Over last year or so I’ve been learning more about behavioural psychology and neuroscience. It’s basically understanding why people do what they do. The application is that you can then manipulate people to do things they don’t want to do. Not quite, but I’m sure people do.
It’s been useful to not only understand how brains generally work but more specifically how my own brain works. There have been some fascinating insights into how to make what you learn stick.
And it’s not always how you might think.
It’s also interesting understanding how your experience in one situation will influence how you behave in another.
I watched Derren Brown’s Push on TV the other night, upon recommendation. The show looks at whether someone can be persuaded to push a person off a roof to their death. It’s absolutely fascinating.

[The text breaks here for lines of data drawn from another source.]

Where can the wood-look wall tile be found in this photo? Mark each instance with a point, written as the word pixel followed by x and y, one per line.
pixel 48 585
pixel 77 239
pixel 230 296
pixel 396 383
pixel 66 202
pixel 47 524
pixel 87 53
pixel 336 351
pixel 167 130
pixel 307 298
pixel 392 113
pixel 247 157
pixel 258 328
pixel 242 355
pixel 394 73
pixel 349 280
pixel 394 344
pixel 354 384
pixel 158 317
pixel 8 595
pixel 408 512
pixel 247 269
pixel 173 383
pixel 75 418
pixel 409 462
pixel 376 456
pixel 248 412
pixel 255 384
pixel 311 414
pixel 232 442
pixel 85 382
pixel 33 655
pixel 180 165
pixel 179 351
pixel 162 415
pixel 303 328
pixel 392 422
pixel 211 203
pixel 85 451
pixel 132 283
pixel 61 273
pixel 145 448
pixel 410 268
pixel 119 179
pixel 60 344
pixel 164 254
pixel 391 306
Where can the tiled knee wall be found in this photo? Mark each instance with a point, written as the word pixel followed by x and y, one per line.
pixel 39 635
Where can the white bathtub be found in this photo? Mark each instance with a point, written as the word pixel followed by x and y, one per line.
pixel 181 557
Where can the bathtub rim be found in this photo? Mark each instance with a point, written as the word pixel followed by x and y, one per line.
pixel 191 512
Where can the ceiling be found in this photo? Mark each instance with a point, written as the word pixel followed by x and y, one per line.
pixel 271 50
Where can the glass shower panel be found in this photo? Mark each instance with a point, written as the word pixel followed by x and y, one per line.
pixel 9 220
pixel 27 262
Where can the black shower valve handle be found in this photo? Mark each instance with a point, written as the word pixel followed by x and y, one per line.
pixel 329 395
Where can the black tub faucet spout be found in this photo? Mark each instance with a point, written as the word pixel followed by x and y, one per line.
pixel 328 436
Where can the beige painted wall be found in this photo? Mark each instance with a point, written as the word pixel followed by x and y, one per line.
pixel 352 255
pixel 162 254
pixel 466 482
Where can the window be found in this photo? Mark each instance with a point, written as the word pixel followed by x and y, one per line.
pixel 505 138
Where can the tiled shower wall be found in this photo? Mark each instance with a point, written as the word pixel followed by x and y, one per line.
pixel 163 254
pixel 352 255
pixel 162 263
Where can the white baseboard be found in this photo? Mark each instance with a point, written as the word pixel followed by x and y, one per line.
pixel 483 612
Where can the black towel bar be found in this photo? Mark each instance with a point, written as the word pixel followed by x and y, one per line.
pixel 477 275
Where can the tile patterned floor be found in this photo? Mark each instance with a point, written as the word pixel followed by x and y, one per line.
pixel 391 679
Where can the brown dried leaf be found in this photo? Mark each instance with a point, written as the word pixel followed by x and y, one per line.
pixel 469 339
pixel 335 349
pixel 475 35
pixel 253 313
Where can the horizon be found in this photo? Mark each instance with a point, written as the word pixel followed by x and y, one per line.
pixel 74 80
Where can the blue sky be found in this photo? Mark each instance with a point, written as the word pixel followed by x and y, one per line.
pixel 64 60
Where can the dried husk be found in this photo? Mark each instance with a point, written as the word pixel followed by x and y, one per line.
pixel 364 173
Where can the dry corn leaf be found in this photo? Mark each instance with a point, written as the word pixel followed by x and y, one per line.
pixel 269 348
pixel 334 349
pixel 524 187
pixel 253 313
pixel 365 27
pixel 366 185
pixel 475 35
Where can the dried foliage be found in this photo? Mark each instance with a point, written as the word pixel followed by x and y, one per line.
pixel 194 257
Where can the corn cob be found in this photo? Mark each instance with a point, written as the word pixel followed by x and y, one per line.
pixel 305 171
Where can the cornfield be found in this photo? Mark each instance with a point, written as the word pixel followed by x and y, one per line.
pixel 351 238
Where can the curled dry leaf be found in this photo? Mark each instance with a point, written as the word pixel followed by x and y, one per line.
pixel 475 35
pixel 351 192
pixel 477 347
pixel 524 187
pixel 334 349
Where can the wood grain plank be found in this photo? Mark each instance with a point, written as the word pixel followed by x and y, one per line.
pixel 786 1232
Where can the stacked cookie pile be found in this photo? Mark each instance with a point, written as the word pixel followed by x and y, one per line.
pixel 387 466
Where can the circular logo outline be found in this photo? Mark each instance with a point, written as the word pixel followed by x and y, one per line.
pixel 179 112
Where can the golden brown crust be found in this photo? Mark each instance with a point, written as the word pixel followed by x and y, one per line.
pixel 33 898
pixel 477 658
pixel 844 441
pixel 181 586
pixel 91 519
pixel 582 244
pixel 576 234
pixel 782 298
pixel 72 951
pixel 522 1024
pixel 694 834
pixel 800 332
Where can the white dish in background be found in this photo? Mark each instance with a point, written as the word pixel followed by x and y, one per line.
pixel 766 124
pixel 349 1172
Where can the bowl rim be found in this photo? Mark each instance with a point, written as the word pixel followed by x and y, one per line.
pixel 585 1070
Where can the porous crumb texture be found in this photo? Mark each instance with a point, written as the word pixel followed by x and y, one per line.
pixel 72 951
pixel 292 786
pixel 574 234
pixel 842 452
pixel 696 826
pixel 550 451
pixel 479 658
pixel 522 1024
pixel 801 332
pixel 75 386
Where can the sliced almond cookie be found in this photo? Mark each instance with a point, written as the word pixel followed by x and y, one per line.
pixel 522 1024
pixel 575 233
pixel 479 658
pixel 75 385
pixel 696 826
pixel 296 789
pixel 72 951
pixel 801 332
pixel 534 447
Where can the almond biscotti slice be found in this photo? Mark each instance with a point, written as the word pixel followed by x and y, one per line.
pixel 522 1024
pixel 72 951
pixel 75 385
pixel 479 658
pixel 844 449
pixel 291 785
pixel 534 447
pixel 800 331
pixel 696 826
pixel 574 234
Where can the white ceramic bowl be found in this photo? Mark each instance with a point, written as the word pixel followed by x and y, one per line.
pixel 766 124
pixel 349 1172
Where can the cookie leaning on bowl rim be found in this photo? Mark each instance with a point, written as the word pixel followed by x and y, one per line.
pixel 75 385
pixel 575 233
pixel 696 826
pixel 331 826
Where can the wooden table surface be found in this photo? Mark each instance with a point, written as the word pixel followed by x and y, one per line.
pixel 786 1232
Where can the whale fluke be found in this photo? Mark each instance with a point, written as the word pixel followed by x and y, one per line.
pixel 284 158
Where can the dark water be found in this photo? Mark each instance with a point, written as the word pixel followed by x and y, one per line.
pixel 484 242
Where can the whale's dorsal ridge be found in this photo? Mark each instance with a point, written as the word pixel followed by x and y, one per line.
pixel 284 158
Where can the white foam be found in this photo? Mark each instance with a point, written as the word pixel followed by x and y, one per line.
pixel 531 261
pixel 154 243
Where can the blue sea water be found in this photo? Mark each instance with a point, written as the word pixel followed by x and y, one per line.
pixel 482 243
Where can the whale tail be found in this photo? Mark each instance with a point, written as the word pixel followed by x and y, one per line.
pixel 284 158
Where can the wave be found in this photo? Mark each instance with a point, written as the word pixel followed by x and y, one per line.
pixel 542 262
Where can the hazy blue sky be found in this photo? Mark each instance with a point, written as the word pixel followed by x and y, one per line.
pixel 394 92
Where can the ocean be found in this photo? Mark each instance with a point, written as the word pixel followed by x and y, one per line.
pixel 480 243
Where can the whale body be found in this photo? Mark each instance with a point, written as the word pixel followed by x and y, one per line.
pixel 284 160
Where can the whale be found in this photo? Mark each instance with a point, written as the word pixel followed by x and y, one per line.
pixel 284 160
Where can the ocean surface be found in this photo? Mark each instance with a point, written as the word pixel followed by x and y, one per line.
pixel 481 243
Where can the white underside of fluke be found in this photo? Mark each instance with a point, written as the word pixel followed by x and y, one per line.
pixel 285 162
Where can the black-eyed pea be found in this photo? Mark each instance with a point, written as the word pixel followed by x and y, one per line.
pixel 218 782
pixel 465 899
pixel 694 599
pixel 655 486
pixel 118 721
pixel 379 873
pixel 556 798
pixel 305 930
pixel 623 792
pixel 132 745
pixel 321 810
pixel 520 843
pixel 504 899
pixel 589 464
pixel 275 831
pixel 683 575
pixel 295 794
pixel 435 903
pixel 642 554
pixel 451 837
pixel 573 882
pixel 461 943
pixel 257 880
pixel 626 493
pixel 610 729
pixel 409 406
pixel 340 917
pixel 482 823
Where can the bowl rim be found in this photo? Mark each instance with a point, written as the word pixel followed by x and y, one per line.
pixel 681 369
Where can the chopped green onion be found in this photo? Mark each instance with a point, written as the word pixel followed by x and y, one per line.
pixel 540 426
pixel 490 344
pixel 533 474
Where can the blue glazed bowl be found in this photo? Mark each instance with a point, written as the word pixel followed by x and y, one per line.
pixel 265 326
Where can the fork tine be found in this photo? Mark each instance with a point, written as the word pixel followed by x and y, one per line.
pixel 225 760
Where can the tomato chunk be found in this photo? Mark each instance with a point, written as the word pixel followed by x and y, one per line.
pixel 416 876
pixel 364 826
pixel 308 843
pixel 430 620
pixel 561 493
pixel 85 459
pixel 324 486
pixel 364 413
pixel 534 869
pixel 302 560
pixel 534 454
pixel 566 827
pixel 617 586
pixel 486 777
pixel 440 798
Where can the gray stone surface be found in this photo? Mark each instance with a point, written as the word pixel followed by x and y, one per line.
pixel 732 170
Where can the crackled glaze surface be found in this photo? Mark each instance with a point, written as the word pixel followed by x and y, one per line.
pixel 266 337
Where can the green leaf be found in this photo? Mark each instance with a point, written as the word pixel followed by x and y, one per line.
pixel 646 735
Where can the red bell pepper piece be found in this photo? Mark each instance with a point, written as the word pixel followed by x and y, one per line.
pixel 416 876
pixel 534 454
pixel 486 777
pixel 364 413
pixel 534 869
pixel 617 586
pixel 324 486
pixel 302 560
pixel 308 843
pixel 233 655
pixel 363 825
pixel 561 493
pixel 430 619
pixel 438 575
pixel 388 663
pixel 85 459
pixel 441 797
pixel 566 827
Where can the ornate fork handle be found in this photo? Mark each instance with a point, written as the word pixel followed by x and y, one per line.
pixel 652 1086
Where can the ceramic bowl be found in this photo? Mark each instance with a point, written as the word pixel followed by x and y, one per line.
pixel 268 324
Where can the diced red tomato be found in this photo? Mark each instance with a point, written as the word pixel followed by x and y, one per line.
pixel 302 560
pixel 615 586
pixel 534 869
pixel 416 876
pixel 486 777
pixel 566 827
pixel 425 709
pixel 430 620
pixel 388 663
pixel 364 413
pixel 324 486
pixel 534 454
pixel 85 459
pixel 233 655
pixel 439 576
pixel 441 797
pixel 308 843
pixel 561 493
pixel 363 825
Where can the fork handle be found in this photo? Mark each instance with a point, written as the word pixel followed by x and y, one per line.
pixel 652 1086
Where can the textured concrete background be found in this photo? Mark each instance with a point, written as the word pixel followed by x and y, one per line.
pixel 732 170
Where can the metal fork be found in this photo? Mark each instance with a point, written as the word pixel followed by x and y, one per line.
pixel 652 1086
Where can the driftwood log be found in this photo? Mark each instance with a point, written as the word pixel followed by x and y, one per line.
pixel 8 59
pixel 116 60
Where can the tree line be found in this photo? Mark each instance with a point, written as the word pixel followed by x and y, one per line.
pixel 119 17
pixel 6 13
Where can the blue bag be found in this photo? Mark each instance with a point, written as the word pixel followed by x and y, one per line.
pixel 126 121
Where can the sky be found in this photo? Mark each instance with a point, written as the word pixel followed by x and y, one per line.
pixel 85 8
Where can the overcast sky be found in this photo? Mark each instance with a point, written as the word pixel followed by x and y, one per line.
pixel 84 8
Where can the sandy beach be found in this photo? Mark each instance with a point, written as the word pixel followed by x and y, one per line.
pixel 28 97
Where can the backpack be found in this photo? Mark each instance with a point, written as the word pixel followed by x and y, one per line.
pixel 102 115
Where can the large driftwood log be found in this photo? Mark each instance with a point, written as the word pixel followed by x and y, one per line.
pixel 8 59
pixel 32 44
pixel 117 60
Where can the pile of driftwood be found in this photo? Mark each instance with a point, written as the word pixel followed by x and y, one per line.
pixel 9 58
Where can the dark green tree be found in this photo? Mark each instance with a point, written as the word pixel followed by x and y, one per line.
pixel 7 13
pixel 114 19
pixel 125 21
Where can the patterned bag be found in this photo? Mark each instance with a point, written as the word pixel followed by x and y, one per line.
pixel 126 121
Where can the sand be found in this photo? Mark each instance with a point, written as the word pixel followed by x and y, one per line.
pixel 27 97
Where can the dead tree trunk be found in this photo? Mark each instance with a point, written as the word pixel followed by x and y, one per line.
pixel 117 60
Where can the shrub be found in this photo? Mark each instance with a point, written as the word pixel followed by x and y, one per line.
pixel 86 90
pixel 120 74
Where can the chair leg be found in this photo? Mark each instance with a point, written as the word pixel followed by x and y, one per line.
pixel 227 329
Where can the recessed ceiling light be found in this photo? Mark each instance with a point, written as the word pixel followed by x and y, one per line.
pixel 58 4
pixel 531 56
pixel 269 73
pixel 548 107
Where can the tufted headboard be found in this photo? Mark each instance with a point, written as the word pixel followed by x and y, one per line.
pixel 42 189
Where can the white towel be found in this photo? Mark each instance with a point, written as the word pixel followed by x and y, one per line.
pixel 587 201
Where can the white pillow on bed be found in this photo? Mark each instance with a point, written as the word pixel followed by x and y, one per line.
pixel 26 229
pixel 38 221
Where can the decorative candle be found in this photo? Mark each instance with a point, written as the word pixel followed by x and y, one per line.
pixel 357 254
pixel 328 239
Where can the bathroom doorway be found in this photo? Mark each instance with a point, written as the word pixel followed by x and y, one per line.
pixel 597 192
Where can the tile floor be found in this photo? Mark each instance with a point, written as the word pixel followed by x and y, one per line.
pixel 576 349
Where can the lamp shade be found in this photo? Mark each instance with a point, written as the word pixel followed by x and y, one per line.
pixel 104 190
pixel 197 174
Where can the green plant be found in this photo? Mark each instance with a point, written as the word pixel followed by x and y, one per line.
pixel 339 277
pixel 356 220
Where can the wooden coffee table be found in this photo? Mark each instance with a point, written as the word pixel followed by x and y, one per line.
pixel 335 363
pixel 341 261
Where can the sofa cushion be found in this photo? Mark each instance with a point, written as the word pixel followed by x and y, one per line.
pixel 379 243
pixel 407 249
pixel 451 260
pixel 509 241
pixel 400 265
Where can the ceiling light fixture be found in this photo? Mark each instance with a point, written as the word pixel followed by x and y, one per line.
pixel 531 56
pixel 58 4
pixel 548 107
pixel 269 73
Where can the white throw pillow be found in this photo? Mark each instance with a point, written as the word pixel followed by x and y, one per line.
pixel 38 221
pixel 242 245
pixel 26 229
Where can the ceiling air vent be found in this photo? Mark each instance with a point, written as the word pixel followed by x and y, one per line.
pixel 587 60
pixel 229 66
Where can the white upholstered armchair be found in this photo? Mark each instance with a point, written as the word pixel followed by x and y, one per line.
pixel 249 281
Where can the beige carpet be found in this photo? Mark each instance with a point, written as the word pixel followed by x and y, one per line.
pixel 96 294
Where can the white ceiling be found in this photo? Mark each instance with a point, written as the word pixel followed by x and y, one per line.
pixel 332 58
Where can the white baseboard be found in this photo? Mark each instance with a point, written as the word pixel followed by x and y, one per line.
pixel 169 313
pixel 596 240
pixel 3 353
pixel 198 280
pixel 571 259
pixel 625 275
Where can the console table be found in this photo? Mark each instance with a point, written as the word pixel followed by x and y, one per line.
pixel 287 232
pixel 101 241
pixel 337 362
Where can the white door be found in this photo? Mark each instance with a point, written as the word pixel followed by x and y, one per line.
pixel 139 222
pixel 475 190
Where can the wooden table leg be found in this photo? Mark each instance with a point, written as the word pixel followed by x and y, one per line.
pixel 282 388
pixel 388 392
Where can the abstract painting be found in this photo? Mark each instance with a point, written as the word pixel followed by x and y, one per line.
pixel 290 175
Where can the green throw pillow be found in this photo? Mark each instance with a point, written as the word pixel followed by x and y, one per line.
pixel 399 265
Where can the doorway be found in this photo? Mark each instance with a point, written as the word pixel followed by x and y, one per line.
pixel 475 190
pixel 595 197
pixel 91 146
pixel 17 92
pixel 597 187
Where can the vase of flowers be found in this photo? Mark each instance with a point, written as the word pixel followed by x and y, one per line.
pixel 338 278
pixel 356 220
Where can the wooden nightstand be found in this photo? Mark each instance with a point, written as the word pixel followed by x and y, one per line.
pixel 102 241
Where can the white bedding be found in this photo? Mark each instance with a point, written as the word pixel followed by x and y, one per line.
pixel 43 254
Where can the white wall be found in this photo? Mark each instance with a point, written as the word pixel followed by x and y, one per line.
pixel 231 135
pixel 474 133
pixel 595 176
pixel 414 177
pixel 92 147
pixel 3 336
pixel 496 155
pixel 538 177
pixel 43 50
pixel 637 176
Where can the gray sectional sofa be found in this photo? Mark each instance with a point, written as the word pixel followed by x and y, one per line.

The premise is that they choose people who are seen as being ‘compliant’, then through a series of increasingly more pressured situations work their way up to a decision where the most compliant answer is to ‘push’ someone off the top of a building. I won’t spoil the ending but it made me, and probably many people who watched it, wonder how far they would have gone.
I’d like to think that I wouldn’t have made it past the screening process. Because I don’t I tend to do things just because someone has asked me to do it or just because other people are doing it. Often to the frustration of my wife.
But I’m sure most people would say the same wouldn’t they?
I’m not sure if I’ve always been like that but I’m aware that after returning from a year in Norway I remember approaching things differently. The year I got back from Norway I started my final year at secondary school. It was a different school to where I had been for the first five years of secondary. Despite, or maybe because of, being a new guy I remember questioning a lot more, mostly teachers. And some of them really didn’t like this. To the point where one marked me as a trouble maker.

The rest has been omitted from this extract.